51. Having considered the parties submissions on this issue, I am satisfied, in all the circumstances of this case, that the applicant’s challenge to the costs ruling on the legal aid ground has been made out. In Health Service Executive v. O.A. [2013] 3 I.R. 287, O’Malley J. determined that the question of the potential eligibility for legal aid of a parent in proceedings under the Child Care Act 1991 was not a matter that had any bearing on their entitlement to apply for costs. O’Malley J. addressed the issue in the following terms:

      “I conclude that the mother was entitled to choose her own representative, that she was not in any way obliged to apply for legal aid and that her eligibility for legal aid, whether established or presumed, has no bearing on her entitlement to apply for her costs.” (at para. 69)

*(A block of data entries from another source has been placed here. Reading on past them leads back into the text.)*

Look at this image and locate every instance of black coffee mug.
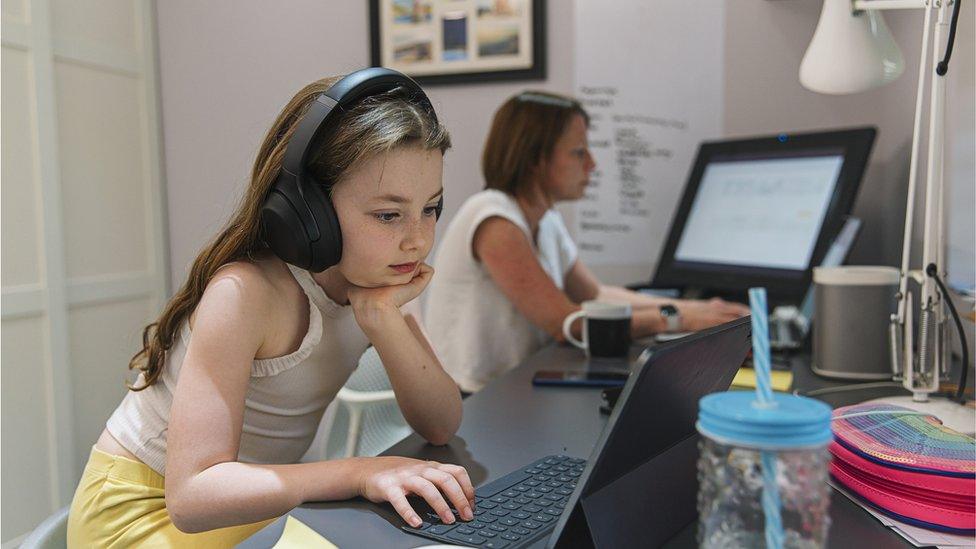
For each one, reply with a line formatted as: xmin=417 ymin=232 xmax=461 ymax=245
xmin=562 ymin=301 xmax=633 ymax=358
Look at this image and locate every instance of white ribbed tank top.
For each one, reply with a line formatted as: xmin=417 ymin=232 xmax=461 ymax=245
xmin=106 ymin=264 xmax=369 ymax=474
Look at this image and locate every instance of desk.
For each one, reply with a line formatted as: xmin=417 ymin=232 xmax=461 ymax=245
xmin=240 ymin=344 xmax=914 ymax=548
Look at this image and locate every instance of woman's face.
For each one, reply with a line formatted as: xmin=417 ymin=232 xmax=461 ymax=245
xmin=330 ymin=145 xmax=443 ymax=287
xmin=540 ymin=113 xmax=595 ymax=201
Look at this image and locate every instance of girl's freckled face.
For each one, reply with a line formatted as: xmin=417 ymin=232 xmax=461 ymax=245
xmin=329 ymin=145 xmax=444 ymax=287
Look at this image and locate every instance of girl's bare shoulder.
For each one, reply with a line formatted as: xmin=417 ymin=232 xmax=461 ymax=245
xmin=192 ymin=252 xmax=306 ymax=333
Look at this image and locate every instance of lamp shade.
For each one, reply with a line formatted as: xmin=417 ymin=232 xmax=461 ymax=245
xmin=800 ymin=0 xmax=905 ymax=94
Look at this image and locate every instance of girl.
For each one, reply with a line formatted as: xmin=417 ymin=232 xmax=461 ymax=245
xmin=67 ymin=69 xmax=473 ymax=547
xmin=425 ymin=91 xmax=749 ymax=394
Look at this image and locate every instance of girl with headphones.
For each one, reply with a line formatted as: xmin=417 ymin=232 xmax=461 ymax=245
xmin=67 ymin=69 xmax=472 ymax=547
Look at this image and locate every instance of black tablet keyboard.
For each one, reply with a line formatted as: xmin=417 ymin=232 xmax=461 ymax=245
xmin=402 ymin=455 xmax=586 ymax=548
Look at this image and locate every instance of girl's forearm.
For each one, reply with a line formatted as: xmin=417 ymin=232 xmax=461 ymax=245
xmin=167 ymin=458 xmax=364 ymax=533
xmin=363 ymin=308 xmax=462 ymax=444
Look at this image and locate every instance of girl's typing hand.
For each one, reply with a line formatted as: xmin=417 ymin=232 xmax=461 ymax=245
xmin=357 ymin=456 xmax=476 ymax=527
xmin=348 ymin=263 xmax=434 ymax=330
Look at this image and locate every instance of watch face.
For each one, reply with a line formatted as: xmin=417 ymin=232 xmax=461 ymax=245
xmin=660 ymin=304 xmax=681 ymax=332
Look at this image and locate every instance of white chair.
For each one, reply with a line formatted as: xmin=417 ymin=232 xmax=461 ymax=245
xmin=325 ymin=346 xmax=413 ymax=459
xmin=21 ymin=506 xmax=69 ymax=549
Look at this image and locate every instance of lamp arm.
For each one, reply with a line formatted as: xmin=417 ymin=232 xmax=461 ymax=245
xmin=895 ymin=3 xmax=935 ymax=326
xmin=853 ymin=0 xmax=927 ymax=10
xmin=891 ymin=0 xmax=954 ymax=400
xmin=921 ymin=3 xmax=950 ymax=311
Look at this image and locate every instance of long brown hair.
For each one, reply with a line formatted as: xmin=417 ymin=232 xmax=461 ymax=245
xmin=129 ymin=75 xmax=450 ymax=390
xmin=481 ymin=91 xmax=588 ymax=195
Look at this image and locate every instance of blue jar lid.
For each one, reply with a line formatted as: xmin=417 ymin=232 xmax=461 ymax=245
xmin=697 ymin=391 xmax=833 ymax=450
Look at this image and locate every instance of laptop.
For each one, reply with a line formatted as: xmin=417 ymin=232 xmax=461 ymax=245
xmin=403 ymin=316 xmax=753 ymax=548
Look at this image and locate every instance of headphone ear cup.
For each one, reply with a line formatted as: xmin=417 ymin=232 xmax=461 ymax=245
xmin=435 ymin=195 xmax=444 ymax=221
xmin=261 ymin=190 xmax=314 ymax=270
xmin=302 ymin=182 xmax=343 ymax=272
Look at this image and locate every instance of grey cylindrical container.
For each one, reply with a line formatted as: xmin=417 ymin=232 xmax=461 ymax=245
xmin=812 ymin=266 xmax=899 ymax=379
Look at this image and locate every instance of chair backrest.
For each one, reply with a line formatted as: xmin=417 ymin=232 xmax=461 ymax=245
xmin=343 ymin=345 xmax=395 ymax=392
xmin=323 ymin=346 xmax=413 ymax=459
xmin=21 ymin=506 xmax=70 ymax=549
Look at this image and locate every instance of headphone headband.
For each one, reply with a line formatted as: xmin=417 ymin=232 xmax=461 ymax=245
xmin=283 ymin=68 xmax=435 ymax=175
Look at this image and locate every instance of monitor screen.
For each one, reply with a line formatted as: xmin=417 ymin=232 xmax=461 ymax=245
xmin=673 ymin=152 xmax=844 ymax=271
xmin=649 ymin=127 xmax=876 ymax=304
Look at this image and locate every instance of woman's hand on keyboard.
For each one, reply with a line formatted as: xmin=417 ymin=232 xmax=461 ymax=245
xmin=357 ymin=456 xmax=475 ymax=528
xmin=677 ymin=298 xmax=750 ymax=331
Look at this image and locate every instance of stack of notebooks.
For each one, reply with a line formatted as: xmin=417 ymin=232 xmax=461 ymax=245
xmin=830 ymin=403 xmax=976 ymax=535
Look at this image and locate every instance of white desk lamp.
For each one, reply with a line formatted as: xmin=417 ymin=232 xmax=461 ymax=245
xmin=800 ymin=0 xmax=973 ymax=434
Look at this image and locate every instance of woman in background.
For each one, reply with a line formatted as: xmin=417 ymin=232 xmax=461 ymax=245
xmin=425 ymin=91 xmax=748 ymax=394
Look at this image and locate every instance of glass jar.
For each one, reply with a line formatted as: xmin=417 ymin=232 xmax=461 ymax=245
xmin=696 ymin=391 xmax=833 ymax=549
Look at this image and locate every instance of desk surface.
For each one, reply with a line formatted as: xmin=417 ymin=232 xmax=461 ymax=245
xmin=240 ymin=343 xmax=913 ymax=548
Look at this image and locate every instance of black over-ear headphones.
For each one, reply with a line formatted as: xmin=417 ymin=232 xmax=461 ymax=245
xmin=260 ymin=67 xmax=441 ymax=272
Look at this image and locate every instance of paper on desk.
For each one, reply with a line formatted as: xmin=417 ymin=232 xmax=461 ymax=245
xmin=830 ymin=481 xmax=975 ymax=548
xmin=731 ymin=367 xmax=792 ymax=392
xmin=271 ymin=515 xmax=338 ymax=549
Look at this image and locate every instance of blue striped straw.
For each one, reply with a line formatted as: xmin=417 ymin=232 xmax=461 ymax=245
xmin=748 ymin=287 xmax=773 ymax=405
xmin=750 ymin=287 xmax=783 ymax=549
xmin=761 ymin=451 xmax=784 ymax=549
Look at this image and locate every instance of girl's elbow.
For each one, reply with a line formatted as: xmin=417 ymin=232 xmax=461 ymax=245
xmin=166 ymin=494 xmax=196 ymax=533
xmin=424 ymin=429 xmax=455 ymax=446
xmin=171 ymin=517 xmax=204 ymax=535
xmin=421 ymin=412 xmax=461 ymax=446
xmin=166 ymin=492 xmax=209 ymax=534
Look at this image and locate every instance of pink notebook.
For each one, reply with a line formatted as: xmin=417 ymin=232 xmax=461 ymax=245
xmin=830 ymin=403 xmax=975 ymax=533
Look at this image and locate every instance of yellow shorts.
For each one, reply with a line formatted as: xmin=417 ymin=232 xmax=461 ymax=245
xmin=68 ymin=447 xmax=273 ymax=548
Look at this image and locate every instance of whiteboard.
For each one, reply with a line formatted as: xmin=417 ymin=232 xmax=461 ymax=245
xmin=573 ymin=0 xmax=725 ymax=272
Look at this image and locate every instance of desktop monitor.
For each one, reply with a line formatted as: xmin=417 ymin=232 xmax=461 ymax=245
xmin=649 ymin=127 xmax=876 ymax=305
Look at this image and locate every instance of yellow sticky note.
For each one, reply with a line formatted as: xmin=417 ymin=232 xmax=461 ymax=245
xmin=731 ymin=367 xmax=793 ymax=392
xmin=272 ymin=515 xmax=338 ymax=549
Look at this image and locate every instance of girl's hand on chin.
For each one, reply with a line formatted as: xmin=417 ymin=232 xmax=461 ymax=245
xmin=348 ymin=263 xmax=434 ymax=329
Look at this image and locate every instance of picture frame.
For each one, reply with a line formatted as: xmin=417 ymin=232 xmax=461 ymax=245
xmin=369 ymin=0 xmax=546 ymax=85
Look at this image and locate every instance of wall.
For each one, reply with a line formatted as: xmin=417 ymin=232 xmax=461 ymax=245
xmin=156 ymin=0 xmax=575 ymax=289
xmin=944 ymin=4 xmax=976 ymax=288
xmin=1 ymin=0 xmax=168 ymax=544
xmin=158 ymin=1 xmax=973 ymax=290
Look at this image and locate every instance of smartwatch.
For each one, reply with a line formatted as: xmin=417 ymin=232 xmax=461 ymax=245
xmin=660 ymin=304 xmax=682 ymax=332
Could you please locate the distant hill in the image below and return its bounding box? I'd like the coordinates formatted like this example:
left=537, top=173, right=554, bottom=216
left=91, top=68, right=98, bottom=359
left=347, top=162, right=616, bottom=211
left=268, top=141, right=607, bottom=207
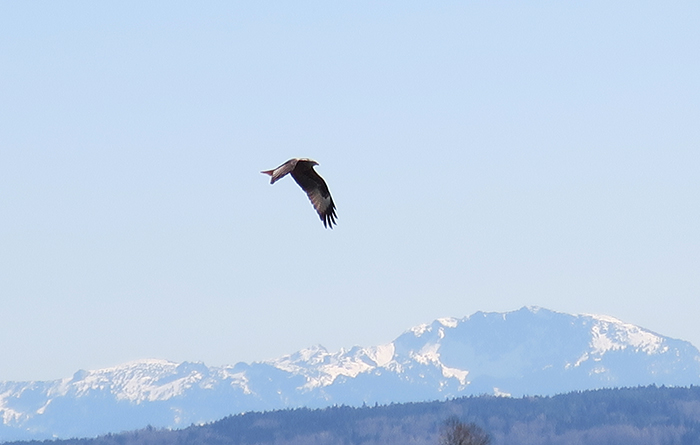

52. It is axiomatic that, in the course of her consideration of the costs application, the learned District Judge took into account the fact that the applicant had applied for legal aid and had been refused a certificate. To my mind, this was not something the District Judge was entitled to do in the exercise of her jurisdiction, having regard to what was stated by O’Malley J. in HSE v. O.A. Thus, the fact that the District Judge factored into her consideration on costs a discussion of how the applicant fared in seeking legal aid invokes a reasonable apprehension that that the District Judge’s considerations on the question of costs strayed outside the parameters set by MacMenamin J. in O.A. There is no way of ascertaining, from the face of the decision, just how prevalent a factor the District Judge’s anxiety that the unavailability of legal aid for the applicant should not be visited on the respondent was in the ultimate ruling on the costs application, over and above the other factors considered by the learned Judge. Accordingly, the Court is satisfied that the frailty which attaches to the decision impacts upon its lawfulness such that the appropriate remedy is an order of certiorari and a remittal of the matter to the District Court for fresh consideration.

53. I should add that notwithstanding the applicant’s counsel’s submissions, the Court did not find it either necessary or appropriate to consider the wider argument canvassed on behalf of the applicant, namely whether the refusal of costs to the applicant amounted to a failure to secure the administration of justice.